One place you you DON'T want to be is on the roads of Mexico and Central America after dark. First of all there are animals....in many places the roads are an extension of peoples farms. Then there are the drivers who either don't use - or don't have - headlights, drunk drivers, roving robbers and gangs, and the rare pothole big enough to swallow your bike.
So there I was in Esteli, Nica, the last hotels before Managua, with 90 minutes left to sunset at 1800h....and I figured at least 2 hours to darkness and Managua.
Here the sun sets around 1800, but rises at 0500.
I called Carlos, Peggy's husband who assured me I could make it to our prearranged meeting point in Managua before darkness fell, and he would then guide me to his house. He also suggested that even if it DID get dark, that our meeting point would be easy to find, and that Managua was safe after dark.
So it was now a race against time to make it to Managua, a large spralling city of over 1,000,000 people and one of the few major cities of Central America only 50m above sea level, making it always hot - low to mid 30's throughout the year.
Managua, like San Salvador, had a rough history of natural disasters...fires and earthquakes(last one in 1972), after which geologists discovered the old downtown area to be riddled with faults, causing it to be abondoned. Only a handful of pre 30's buildings remain most of which are occupied with squatters.

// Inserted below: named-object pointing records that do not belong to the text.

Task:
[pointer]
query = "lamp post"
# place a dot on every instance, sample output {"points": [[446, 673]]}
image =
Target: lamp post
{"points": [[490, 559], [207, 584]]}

The new Managua, built on the outskirts, with it's sprawling streets devoid of reference points, has little tourist value.
Well, back to the race which I was losing. It was now dark, with rush hour on, and I just arrived at the outskirts.
Imagine arriving in Montreal, after dark during rush hour, with unlit streets with no names.
But with determination and luck I found Carlos who insisted I stay with him in his apartment situated near the new Metro Centro, a modern mall, in the Zona Rosa.
Carlos is a beautiful generous guy with a great sense of humor, and after my shower, we were out on the town checking out the discos, restos, and hookers of every size, age, shape, and sex, who lined the strreets.
The next morning Carlos took me on a daylight tour of Managua, bringing me to it's many markets where he combined pleasure with business.
Carlos seemed to be known by, and friends with everyone in the huge markets, as well as most of the restos.
Early in the afternoon it was goodby to Carlos and off to the town of Granada, around 1 hour south, but not before giving Carlos who used to ride bikes, a chance to ride my motorcycle while I stayed home ("watch it", Peggy).
It was an easy ride south to Granada (pop. 90,000), Nica's oldest city. Although it did see some recent fighting between the Sandinistas and Somoza's forces, it was spared the shelling seen by other cities.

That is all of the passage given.